Hay Bale Veggie Garden, Here’s How I Did It.

Three years ago, I started to hear about this “hay bale gardening.”  I’d seen it done many times, but never really stopped to explore the idea, until I got a rush of regular gardening clients that were looking for advice on how to start their own hay bale gardens.

So, I did what any garden consultant does… I started my own.  I am officially hooked!

I started with 5 bales of alfalfa hay.  Choose carefully where you want to place your bales, because once you start watering, there is no moving that wet heavy bale.  Position the bales so that the tied/twined side of the bale is the outer wall.  You need that twine to contain the walls.  I also had a few rods of rebar leftover from another projects, so I drove the rebar into the ground to hold the bales in-place should they ever shift.

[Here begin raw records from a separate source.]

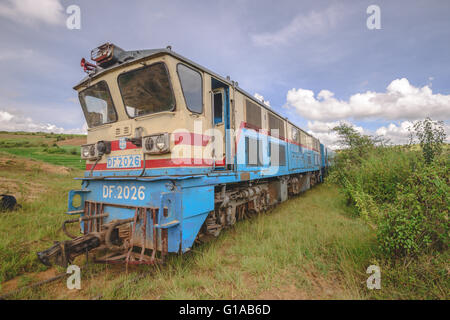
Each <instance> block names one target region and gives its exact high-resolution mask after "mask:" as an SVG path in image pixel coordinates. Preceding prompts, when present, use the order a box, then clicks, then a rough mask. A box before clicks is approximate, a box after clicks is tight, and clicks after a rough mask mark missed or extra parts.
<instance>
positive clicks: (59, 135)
mask: <svg viewBox="0 0 450 320" xmlns="http://www.w3.org/2000/svg"><path fill="white" fill-rule="evenodd" d="M85 138H86V136H83V135H66V134H48V133H39V132H38V133H26V132H14V133H13V132H0V152H6V153H10V154H13V155H16V156H19V157H23V158H28V159H35V160H40V161H44V162H47V163H51V164H55V165H60V166H65V167H69V168H76V169H83V168H84V166H85V162H84V161H82V160H81V159H80V145H81V144H82V143H80V141H83V140H85Z"/></svg>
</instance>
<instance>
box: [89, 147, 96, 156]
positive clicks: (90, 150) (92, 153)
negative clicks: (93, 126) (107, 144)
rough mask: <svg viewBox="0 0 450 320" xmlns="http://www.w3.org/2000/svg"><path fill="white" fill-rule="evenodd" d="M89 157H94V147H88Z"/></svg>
mask: <svg viewBox="0 0 450 320" xmlns="http://www.w3.org/2000/svg"><path fill="white" fill-rule="evenodd" d="M89 155H90V156H91V157H94V156H95V145H91V146H90V147H89Z"/></svg>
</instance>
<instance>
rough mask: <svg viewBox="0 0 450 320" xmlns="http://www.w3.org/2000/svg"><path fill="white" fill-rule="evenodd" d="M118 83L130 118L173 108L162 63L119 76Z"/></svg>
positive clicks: (149, 113)
mask: <svg viewBox="0 0 450 320" xmlns="http://www.w3.org/2000/svg"><path fill="white" fill-rule="evenodd" d="M118 82H119V88H120V92H121V93H122V99H123V103H124V105H125V109H126V111H127V113H128V115H129V116H130V117H137V116H143V115H146V114H152V113H157V112H162V111H171V110H173V109H174V107H175V98H174V96H173V93H172V88H171V86H170V80H169V75H168V73H167V69H166V66H165V65H164V64H163V63H155V64H153V65H151V66H147V67H144V68H141V69H137V70H132V71H129V72H127V73H124V74H121V75H120V76H119V77H118Z"/></svg>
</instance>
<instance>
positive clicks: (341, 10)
mask: <svg viewBox="0 0 450 320" xmlns="http://www.w3.org/2000/svg"><path fill="white" fill-rule="evenodd" d="M343 15H344V12H343V11H342V10H340V9H338V8H337V7H336V6H330V7H328V8H326V9H325V10H322V11H319V12H317V11H311V12H309V13H308V14H299V15H297V16H295V17H294V19H292V21H291V22H290V23H289V24H288V25H286V26H285V27H283V28H281V29H280V30H278V31H274V32H265V33H259V34H253V35H251V39H252V42H253V43H254V44H255V45H257V46H276V45H285V44H289V43H291V42H292V40H294V39H299V38H300V37H302V36H309V35H317V34H323V33H326V32H327V31H328V30H330V29H332V28H334V27H335V26H336V23H337V21H338V19H340V18H342V17H343Z"/></svg>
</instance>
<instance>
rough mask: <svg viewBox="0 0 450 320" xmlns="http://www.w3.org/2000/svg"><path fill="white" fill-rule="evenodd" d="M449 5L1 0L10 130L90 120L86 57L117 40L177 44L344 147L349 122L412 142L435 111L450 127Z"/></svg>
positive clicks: (140, 45) (141, 1) (73, 126)
mask: <svg viewBox="0 0 450 320" xmlns="http://www.w3.org/2000/svg"><path fill="white" fill-rule="evenodd" d="M71 5H76V6H78V7H79V9H80V22H81V24H80V29H69V28H68V27H67V25H66V20H67V19H68V18H69V17H70V16H71V13H73V12H72V11H71V12H69V13H67V11H66V10H67V8H69V7H70V6H71ZM371 5H376V6H378V8H379V20H377V22H378V21H379V27H380V28H379V29H369V28H368V22H367V21H368V19H369V22H370V23H369V24H373V23H374V21H375V20H373V18H374V17H375V16H374V12H373V11H372V10H369V13H368V7H369V6H371ZM449 16H450V1H445V0H440V1H433V0H426V1H420V0H419V1H408V0H405V1H400V0H398V1H395V0H388V1H380V0H370V1H366V0H360V1H349V0H348V1H345V0H344V1H325V0H318V1H300V0H295V1H261V0H258V1H256V0H241V1H237V0H236V1H232V0H226V1H220V0H219V1H202V0H196V1H194V0H184V1H171V0H165V1H144V0H142V1H138V0H135V1H133V0H128V1H112V0H109V1H107V0H96V1H87V0H86V1H85V0H78V1H77V0H68V1H65V0H39V1H37V0H0V40H1V45H0V130H8V131H14V130H25V131H47V132H66V133H79V132H86V124H85V121H84V117H83V114H82V111H81V108H80V106H79V102H78V98H77V94H76V92H75V91H74V90H73V89H72V88H73V86H74V85H75V84H76V83H78V82H79V81H80V80H81V79H82V78H83V77H84V76H85V74H84V72H83V71H82V69H81V67H80V60H81V58H82V57H86V58H89V56H90V51H91V49H93V48H95V47H97V46H99V45H100V44H102V43H105V42H112V43H114V44H116V45H118V46H120V47H121V48H123V49H125V50H138V49H152V48H165V47H166V46H167V45H171V46H172V49H173V51H175V52H177V53H179V54H181V55H183V56H185V57H187V58H189V59H191V60H193V61H195V62H197V63H199V64H201V65H203V66H205V67H207V68H208V69H211V70H213V71H215V72H216V73H218V74H220V75H222V76H228V75H229V76H230V77H231V79H232V80H234V81H237V82H238V83H239V86H240V87H241V88H243V89H244V90H245V91H247V92H249V93H251V94H254V95H255V97H257V98H259V99H264V101H266V103H267V104H269V105H270V107H271V108H272V109H274V110H276V111H277V112H279V113H281V114H282V115H284V116H286V117H288V118H289V120H291V121H292V122H294V123H296V124H298V125H299V126H300V127H302V128H304V129H305V130H307V131H308V132H310V133H312V134H314V135H315V136H317V137H318V138H319V139H320V140H321V141H323V142H324V143H326V144H327V145H330V146H333V147H336V146H337V145H336V138H337V137H336V136H335V134H334V133H332V132H330V129H331V128H332V127H334V126H335V125H337V124H339V123H342V122H345V123H348V124H351V125H352V126H354V127H355V128H356V130H358V131H360V132H362V133H365V134H371V135H384V136H385V137H386V138H389V139H391V142H392V143H406V142H407V140H408V138H407V137H408V127H409V126H411V124H412V123H414V121H416V120H421V119H424V118H425V117H428V116H429V117H431V118H432V119H433V120H442V121H444V122H445V126H446V131H447V135H448V136H450V127H449V123H450V19H449Z"/></svg>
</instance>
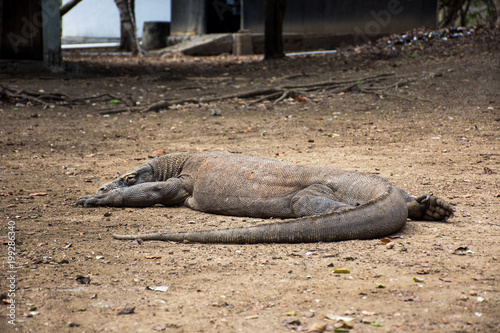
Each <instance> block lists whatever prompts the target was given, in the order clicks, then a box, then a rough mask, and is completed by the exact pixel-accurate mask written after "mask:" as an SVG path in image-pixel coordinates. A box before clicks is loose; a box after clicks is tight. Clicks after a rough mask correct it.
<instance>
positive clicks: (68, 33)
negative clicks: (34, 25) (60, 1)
mask: <svg viewBox="0 0 500 333" xmlns="http://www.w3.org/2000/svg"><path fill="white" fill-rule="evenodd" d="M68 1H69V0H63V3H67V2H68ZM135 15H136V20H137V33H138V36H139V37H142V27H143V24H144V21H170V0H135ZM62 21H63V22H62V23H63V24H62V34H63V37H97V38H99V37H106V38H118V37H120V16H119V13H118V8H116V5H115V2H114V0H84V1H82V2H80V3H79V4H78V5H76V6H75V7H74V8H73V9H72V10H70V11H69V12H68V13H67V14H66V15H64V16H63V20H62Z"/></svg>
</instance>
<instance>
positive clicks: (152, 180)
mask: <svg viewBox="0 0 500 333" xmlns="http://www.w3.org/2000/svg"><path fill="white" fill-rule="evenodd" d="M153 181H154V175H153V168H152V167H151V165H150V164H145V165H141V166H140V167H139V168H137V169H135V170H133V171H130V172H127V173H125V174H123V175H121V176H119V177H117V178H116V179H113V180H112V181H110V182H109V183H106V184H104V185H102V186H101V187H99V189H98V190H97V194H104V193H107V192H109V191H112V190H116V189H119V188H124V187H130V186H133V185H137V184H142V183H149V182H153Z"/></svg>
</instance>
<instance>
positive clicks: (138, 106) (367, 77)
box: [0, 73, 417, 114]
mask: <svg viewBox="0 0 500 333" xmlns="http://www.w3.org/2000/svg"><path fill="white" fill-rule="evenodd" d="M303 75H304V74H302V76H303ZM388 80H392V81H394V80H397V81H396V82H392V83H390V84H386V85H380V86H375V85H374V84H376V83H379V82H383V81H388ZM416 80H417V79H416V78H405V77H404V76H397V75H396V74H394V73H382V74H378V75H375V76H370V77H364V78H360V79H348V80H330V81H323V82H315V83H309V84H297V85H283V86H279V87H276V88H265V89H257V90H251V91H246V92H241V93H235V94H229V95H222V96H214V97H209V98H206V97H200V98H195V97H190V98H185V99H175V100H168V99H163V100H160V101H157V102H154V103H151V104H149V105H145V106H139V105H137V106H132V105H127V106H126V107H121V108H110V109H104V110H99V111H97V113H98V114H114V113H121V112H141V113H142V112H150V111H159V110H161V109H167V108H169V107H171V106H173V105H182V104H186V103H196V104H198V103H211V102H216V101H223V100H228V99H235V98H239V99H251V98H257V97H258V98H257V99H255V100H254V101H251V102H250V103H249V104H251V105H253V104H258V103H261V102H263V101H266V100H269V101H273V103H275V104H276V103H279V102H281V101H283V100H285V99H287V98H299V97H300V96H304V95H307V94H308V93H309V92H314V91H319V92H324V93H326V92H328V93H329V94H339V93H342V92H347V91H358V92H360V93H365V94H375V95H377V96H379V97H380V98H384V97H386V96H387V97H393V98H401V99H405V100H409V101H412V102H414V101H415V99H410V98H408V97H404V96H400V95H399V94H391V93H388V92H387V91H388V90H390V89H394V90H398V89H399V87H401V86H402V85H405V84H408V83H411V82H414V81H416ZM4 98H6V99H8V100H9V101H11V102H20V101H23V102H25V103H26V102H31V103H33V104H42V105H43V106H44V108H45V107H49V106H51V105H53V104H51V103H56V104H59V105H73V104H80V103H82V104H83V103H88V101H91V100H99V99H102V98H106V99H107V98H111V99H116V100H122V98H118V97H115V96H113V95H111V94H107V93H104V94H100V95H96V96H90V97H82V98H73V99H69V98H68V97H67V96H66V95H63V94H47V93H30V92H27V91H24V90H20V91H15V90H13V89H10V88H7V87H5V86H2V85H0V99H4Z"/></svg>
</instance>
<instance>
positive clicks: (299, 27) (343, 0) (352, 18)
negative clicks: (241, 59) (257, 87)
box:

Next step: sprinkle 1-cup of ammonium nitrate per bale and water them thoroughly.  I did the 1-cup per bale, per day, for 10-days in a row.  Now, I’ve heard you only have to do 5-days.  Make sure you water the bales through.


This photo is day 1, I just inserted the thermometer into the cold wet bales. The ammonium nitrate caused the inside of the bales to cook.  By day 3 my bales heated up to 127 degrees.  That’s the hottest they got and they stayed warm for a few more days before the bales cooled off.

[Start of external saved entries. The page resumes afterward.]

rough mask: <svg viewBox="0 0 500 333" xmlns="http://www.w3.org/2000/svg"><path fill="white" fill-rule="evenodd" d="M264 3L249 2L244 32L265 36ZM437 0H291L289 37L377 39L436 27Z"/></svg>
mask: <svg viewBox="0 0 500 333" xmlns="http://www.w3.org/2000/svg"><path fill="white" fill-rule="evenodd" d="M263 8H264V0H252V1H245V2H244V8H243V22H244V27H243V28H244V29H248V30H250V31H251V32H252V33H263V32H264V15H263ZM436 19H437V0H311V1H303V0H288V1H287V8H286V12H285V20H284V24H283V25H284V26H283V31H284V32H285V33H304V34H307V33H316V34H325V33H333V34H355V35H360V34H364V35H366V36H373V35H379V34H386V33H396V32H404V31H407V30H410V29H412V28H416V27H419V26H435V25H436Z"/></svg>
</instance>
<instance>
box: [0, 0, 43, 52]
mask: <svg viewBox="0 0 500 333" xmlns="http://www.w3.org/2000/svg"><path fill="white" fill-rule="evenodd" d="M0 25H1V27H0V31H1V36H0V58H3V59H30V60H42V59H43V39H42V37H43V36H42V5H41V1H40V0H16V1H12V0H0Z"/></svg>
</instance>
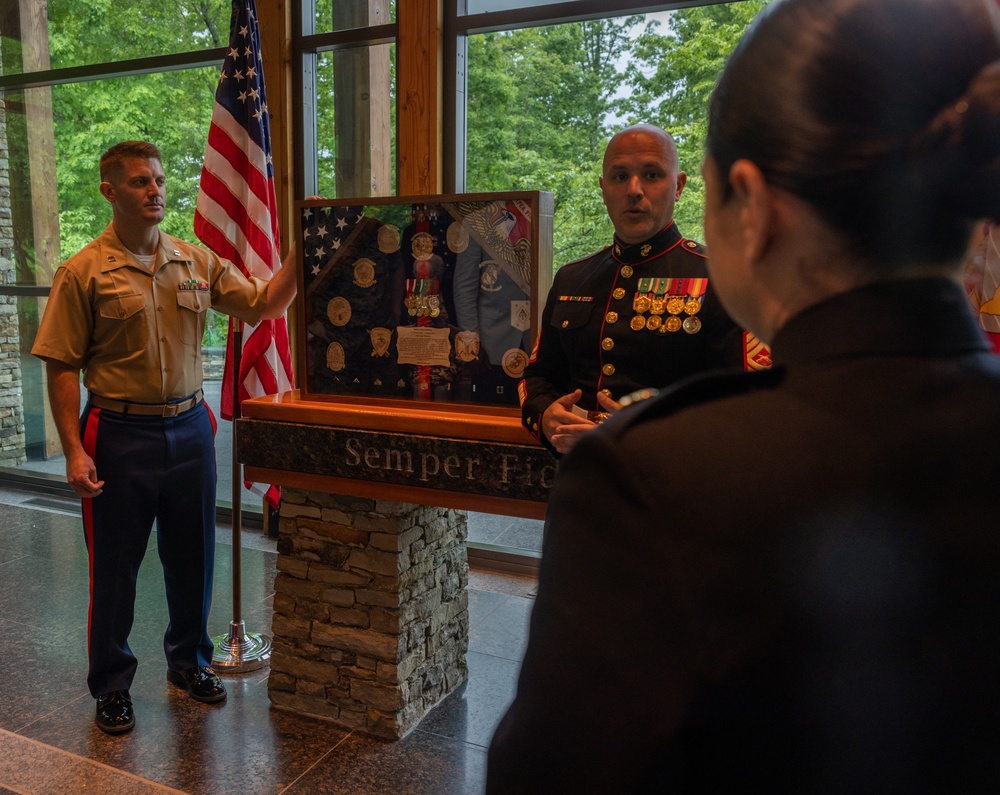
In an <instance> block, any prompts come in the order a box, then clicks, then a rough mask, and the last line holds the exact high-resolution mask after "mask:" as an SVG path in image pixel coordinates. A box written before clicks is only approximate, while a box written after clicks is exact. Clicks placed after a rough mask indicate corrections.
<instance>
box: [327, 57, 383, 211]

I’ll be back with more pictures, but now’s the time to get your hay bales started in the Northwest.

4/17/2017 update: Hay Bale Veggie Garden Part II: Planting


6 thoughts on “Hay Bale Veggie Garden, Here’s How I Did It.

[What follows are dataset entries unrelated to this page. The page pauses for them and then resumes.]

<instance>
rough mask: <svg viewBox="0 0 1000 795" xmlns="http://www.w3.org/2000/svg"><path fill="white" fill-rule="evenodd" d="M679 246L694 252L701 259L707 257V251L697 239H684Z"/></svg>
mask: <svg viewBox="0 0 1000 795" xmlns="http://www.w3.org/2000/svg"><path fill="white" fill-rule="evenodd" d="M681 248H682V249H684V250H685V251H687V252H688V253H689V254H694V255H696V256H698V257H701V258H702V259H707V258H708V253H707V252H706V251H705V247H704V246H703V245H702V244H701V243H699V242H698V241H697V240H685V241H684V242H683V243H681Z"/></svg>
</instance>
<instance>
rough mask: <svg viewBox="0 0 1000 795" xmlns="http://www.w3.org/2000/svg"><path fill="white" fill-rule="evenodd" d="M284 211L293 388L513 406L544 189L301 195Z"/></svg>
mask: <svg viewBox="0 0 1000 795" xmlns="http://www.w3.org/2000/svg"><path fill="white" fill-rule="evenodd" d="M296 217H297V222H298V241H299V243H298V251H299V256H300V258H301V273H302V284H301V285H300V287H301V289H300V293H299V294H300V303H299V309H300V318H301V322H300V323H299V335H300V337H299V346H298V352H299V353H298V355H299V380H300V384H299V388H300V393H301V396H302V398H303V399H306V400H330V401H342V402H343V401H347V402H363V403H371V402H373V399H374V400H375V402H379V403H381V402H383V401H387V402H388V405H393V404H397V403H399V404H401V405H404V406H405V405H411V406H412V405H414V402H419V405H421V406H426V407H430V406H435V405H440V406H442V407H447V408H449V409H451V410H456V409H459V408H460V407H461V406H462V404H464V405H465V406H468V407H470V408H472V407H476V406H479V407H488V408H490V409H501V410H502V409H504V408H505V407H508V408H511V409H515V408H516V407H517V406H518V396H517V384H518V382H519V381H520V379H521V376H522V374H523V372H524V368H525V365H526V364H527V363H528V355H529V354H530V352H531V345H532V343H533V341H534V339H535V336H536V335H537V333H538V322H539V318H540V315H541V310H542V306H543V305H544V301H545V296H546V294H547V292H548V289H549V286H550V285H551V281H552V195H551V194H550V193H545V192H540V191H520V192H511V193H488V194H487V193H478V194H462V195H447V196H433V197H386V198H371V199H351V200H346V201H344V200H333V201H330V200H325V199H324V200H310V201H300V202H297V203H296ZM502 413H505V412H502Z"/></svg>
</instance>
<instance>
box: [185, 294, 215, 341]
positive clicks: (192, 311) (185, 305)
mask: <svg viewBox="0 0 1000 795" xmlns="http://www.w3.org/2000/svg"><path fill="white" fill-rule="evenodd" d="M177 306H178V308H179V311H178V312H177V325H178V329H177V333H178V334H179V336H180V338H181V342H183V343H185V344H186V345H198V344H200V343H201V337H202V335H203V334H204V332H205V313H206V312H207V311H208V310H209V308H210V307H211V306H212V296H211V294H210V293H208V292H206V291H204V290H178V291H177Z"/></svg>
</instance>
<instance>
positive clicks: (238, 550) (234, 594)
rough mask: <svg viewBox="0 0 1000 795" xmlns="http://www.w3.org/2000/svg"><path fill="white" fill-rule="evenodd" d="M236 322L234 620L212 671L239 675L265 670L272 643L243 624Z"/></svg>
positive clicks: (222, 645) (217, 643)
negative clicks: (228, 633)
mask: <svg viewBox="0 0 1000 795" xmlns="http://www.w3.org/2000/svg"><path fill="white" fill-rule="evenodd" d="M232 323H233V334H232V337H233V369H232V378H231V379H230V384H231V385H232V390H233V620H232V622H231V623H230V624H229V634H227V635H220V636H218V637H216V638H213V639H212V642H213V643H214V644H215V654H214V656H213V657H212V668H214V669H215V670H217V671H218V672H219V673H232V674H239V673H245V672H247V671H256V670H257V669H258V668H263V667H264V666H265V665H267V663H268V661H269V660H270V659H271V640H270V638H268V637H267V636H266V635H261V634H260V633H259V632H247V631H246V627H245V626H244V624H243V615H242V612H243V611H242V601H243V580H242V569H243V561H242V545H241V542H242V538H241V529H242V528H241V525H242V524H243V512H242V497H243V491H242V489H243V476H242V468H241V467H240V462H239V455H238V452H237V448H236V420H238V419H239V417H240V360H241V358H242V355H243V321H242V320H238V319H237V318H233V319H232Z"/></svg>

  1. Pingback: Hay Bale Veggie Garden Part II: Planting | The Urban Gardener

  2. Is it normal to have flies buzzing around while they are cooking? I am on day 9 of prepping my bales, and I have quite a few flies around the bales.

  3. Hmmm. I didn’t notice many flies around my bales, but since they’re essentially rotting I think flies could be normal. Did you use ammonium nitrate? I don’t think the flies will hurt anything, even if they lay eggs maggots aren’t going to be attracted to ripening veggies.